When Robinson came into the big leagues, he was a physically mature 27.
Doby was 6 feet, 170 pounds of arms and legs, looking like a high school kid. Not a single member of the organization – other than Veeck – believed he was ready for the majors.
And he wasn’t.
In the final three months of the 1947 season, Doby batted only 32 times. He had five hits, 11 strikeouts and a .156 average. To him, every at-bat felt like his last, the pressure squeezing the natural life out of his swing.
Veeck told Doby not to get in any fights, don’t talk to any umpires, don’t acknowledge any insults, don’t even sign an autograph for a single white woman. In some cities, Doby wouldn’t be able to stay in the same hotel with the rest of the team. Veeck had even more rules, cautioning Doby to be careful.
Doby took that to mean: Don’t say a word.
And he didn’t.
Change of position
After the 1947 season, the Indians had no idea what the future held for Doby. They knew he had to learn the outfield, and they handed him a book by Tommy Henrich, the Yankee outfielder who explained how to play the position.
Veeck also brought former Tribe All-Star Tris Speaker to spring training in 1948, to tutor Doby in center field.
Six weeks in Tucson helped Doby to feel comfortable, and it showed his teammates that the young man from Newark belonged. Doby batted .301 with 14 homers in 1948 as the Indians became World Series champions. Doby won Game 4 of the World Series with a homer, and a picture of him being hugged by Tribe pitcher Steve Gromek appeared all over the country.
Both men received racist hate mail.
But Doby persevered.
He loved the support of Veeck, who called him, “Lawrence.” Veeck insisted Doby call him “Bill.” He and his wife took Doby and his bride to some of Cleveland’s finest restaurants.
When Doby was inducted into the Baseball Hall of Fame in 1998, he thanked Veeck. He said the people of Cleveland “treated me with nothing but respect.” He said he never expected to be a racial pioneer, to be a Hall of Famer.
He thought of Joe Gordon, the star Tribe second baseman. In his first at-bat with the Indians, Doby struck out. Then he sat down at the end of the bench, by himself.
Gordon slowly walked over, sitting next to Doby an inning later. “Hey,” he said. “I just struck out, too.”

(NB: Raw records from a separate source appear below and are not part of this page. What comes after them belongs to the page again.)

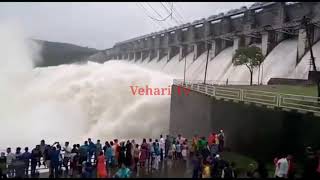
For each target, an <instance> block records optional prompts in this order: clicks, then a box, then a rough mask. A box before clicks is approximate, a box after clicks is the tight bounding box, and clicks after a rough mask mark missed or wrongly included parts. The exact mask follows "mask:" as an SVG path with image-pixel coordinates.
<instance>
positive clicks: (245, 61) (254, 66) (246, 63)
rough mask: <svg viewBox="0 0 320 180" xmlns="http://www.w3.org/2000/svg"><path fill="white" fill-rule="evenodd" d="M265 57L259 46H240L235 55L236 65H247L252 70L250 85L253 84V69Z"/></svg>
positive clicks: (233, 57)
mask: <svg viewBox="0 0 320 180" xmlns="http://www.w3.org/2000/svg"><path fill="white" fill-rule="evenodd" d="M263 59H264V57H263V55H262V51H261V49H260V48H259V47H256V46H251V47H245V48H239V49H237V50H236V53H235V55H234V56H233V64H234V65H235V66H240V65H245V66H246V67H247V68H248V69H249V72H250V86H251V85H252V76H253V69H254V68H255V67H257V66H260V65H261V63H262V61H263Z"/></svg>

Some teammates were like that, good men willing to be friends.
Others were not, acting as if Doby had the plague, barely tolerating being in the same room with him. The newspapers in the late 1940s called him “a mild-mannered, coppery-colored boy.”
That stuff hurt.
In 1999, Doby told reporters: “The Bible says to forgive and forget. You might forgive, but it’s tough to forget.”
After he signed Doby, Veeck told him, “Lawrence, you are becoming a part of history.”
A part that no baseball fan should forget.